"Sabbath?" repeated Reb Shloimeh in a dissatisfied tone.

"Sabbath, because I can't come at any other time," said the teacher.

"Then let it be Sabbath," said Reb Shloimeh, reflectively.

"But soon after dinner," he called after the teacher, who was already outside the door. "And everything else is as right as your astronomy?" he shouted, when the teacher had already gone a little way.

"You will see!" and the teacher smiled.

Never in his whole life had Reb Shloimeh waited for a Sabbath as he waited for this one, and the two days that came before it seemed very long to him; he never relaxed his frown, or showed a cheerful face the whole time. And he was often seen, during those two days, to lift his hands to his forehead.
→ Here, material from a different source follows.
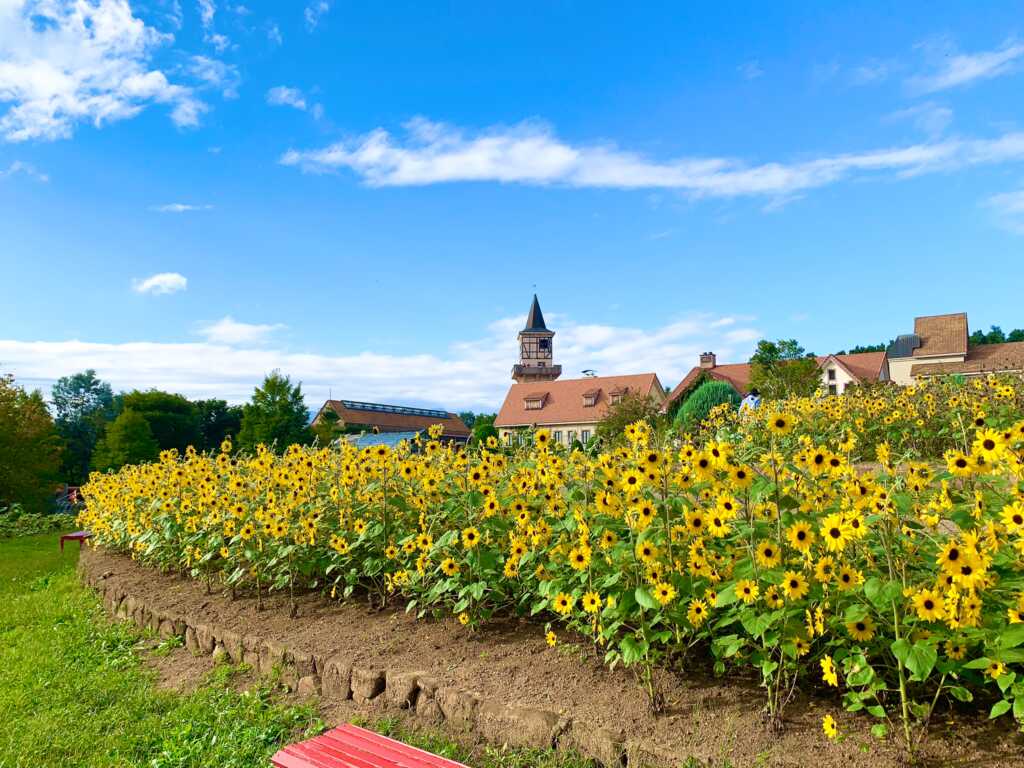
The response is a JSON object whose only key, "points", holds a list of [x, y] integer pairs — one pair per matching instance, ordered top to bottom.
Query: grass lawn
{"points": [[75, 693]]}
He went about as though there lay upon him a heavy weight, which he wanted to throw off; or as if he had a very disagreeable bit of business before him, and wished he could get it over.
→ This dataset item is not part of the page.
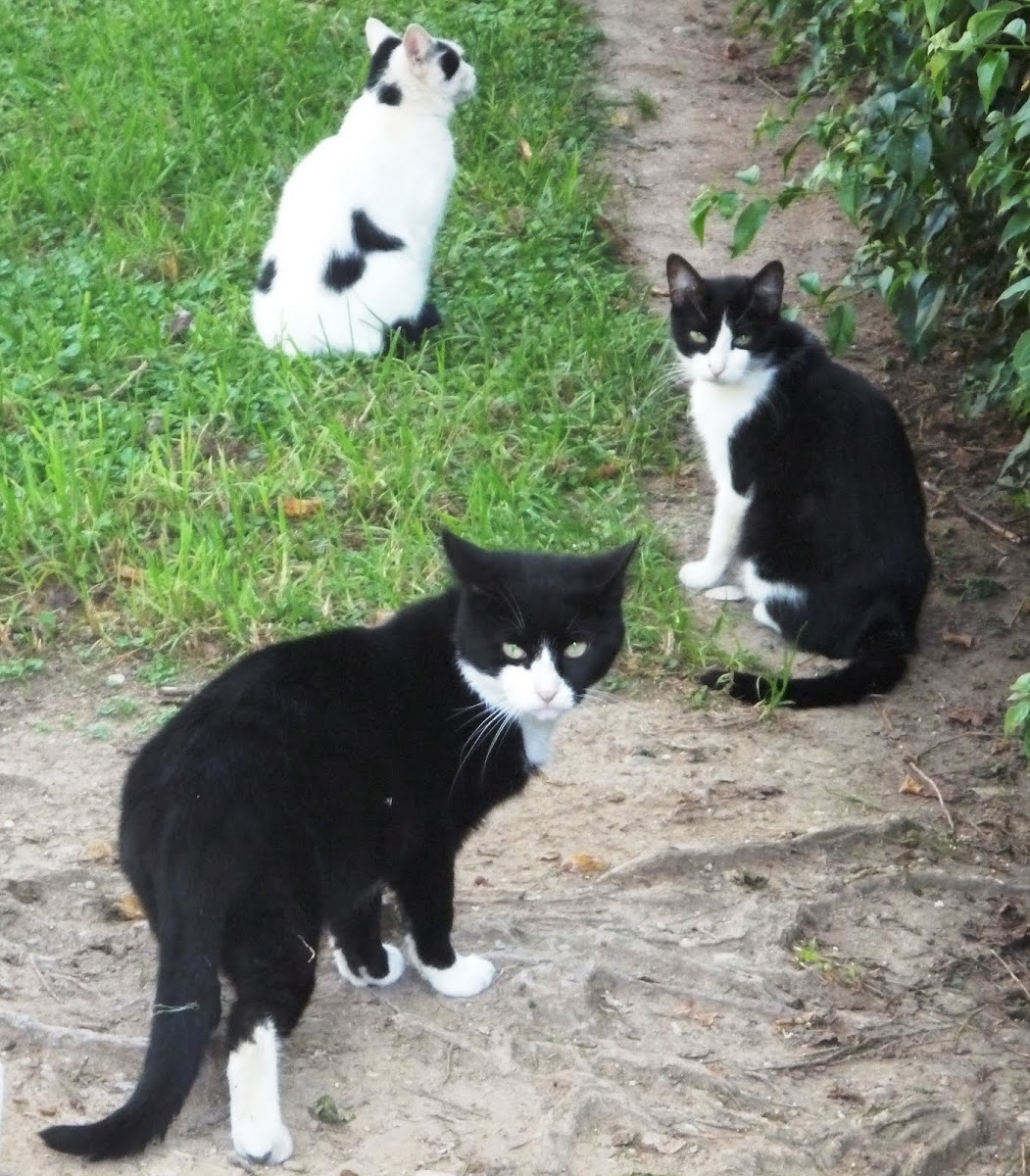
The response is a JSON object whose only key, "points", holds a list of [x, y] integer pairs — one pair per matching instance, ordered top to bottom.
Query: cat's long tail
{"points": [[878, 664], [186, 1010]]}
On Sabbath he could hardly wait for the teacher's appearance. "You wanted a lot of asking," he said to him reproachfully.

The old lady went to take her nap, the grandchildren to their play, and Reb Shloimeh took the snuff-box between his fingers, leant against the back of the "grandfather's chair" in which he was sitting, and listened with close attention to the teacher's words.

The teacher talked a long time, mentioned the names of sciences, and explained their meaning, and Reb Shloimeh repeated each explanation in brief. "Physics, then, is the science of—" "That means, then, that we have here—that physiology explains—"

The teacher would help him, and then immediately begin to talk of another branch of science. By the time the old lady woke up, the teacher had given examples of anatomy, physiology, physics, chemistry, zoology, and sociology.